If anyone survives (besides the zombies, of course...), they're hardly likely to be immune to human cause and effect any longer. At that point, it'd be interesting to know whether they'd repeat the same cycles, or examine what went wrong within society and attempt to build a better one.

It makes sense to me that a true conspiracy could force the hand of change. People tend to have strong reactions to manipulation, real or psychologically manifested, and will fight to end it. Politicians often play on this, just not on a grand scale, by using a back door strategy to put new things into place.

Back door strategy is essentially a conspiracy theory which works on the mind, rather like the Wizard of Oz. People are so cowed by what they think they're seeing that the fail to see how the man behind the curtain is manipulating their responses.
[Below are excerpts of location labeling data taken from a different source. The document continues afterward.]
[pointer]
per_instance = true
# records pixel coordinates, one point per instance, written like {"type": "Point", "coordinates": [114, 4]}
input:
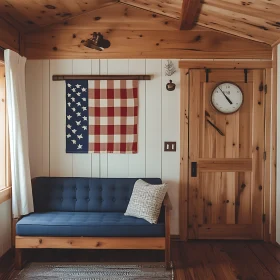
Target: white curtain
{"type": "Point", "coordinates": [22, 201]}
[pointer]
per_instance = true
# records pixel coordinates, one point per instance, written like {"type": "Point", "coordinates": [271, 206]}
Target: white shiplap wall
{"type": "Point", "coordinates": [5, 224]}
{"type": "Point", "coordinates": [158, 122]}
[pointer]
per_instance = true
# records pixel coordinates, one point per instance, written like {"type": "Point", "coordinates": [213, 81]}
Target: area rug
{"type": "Point", "coordinates": [61, 271]}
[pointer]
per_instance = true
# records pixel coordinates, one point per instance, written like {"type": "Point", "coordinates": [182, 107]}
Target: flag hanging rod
{"type": "Point", "coordinates": [101, 77]}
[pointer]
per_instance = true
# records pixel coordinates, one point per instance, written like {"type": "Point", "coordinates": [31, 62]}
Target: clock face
{"type": "Point", "coordinates": [227, 98]}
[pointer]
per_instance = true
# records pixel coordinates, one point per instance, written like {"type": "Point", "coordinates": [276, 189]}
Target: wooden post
{"type": "Point", "coordinates": [168, 207]}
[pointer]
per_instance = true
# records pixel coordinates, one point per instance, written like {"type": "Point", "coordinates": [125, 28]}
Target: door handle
{"type": "Point", "coordinates": [194, 169]}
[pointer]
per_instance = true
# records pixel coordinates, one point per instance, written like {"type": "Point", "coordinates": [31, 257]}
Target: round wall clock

It's a perfect way to get what you want: tell the public that you want to enact some law that puts into place an idea they abhor, and while they're busy arguing over how to keep you from getting your way, sneak your actual goal in through the back. If you get caught, you just tell the masses that it's your "compromise," and they'll be happy to accept it because it's less polarized than the original distraction.

If you can use conspiracy psychology in that manner, I can't see why it wouldn't work as a shield for actually helping mankind.

Gods, I hope that was at least partially coherent.

(I actually would really like to know how [livejournal.com profile] carl42nz would interpret all of this, but as you may have noticed, his journal's been deleted. :( )

carlnz42

[identity profile] n-decisive.livejournal.com 2007-08-09 03:55 pm (UTC)(link)
Oops, thought he was on your FL, too, not just Ravenbait's. My mind, it flees...and with good reason!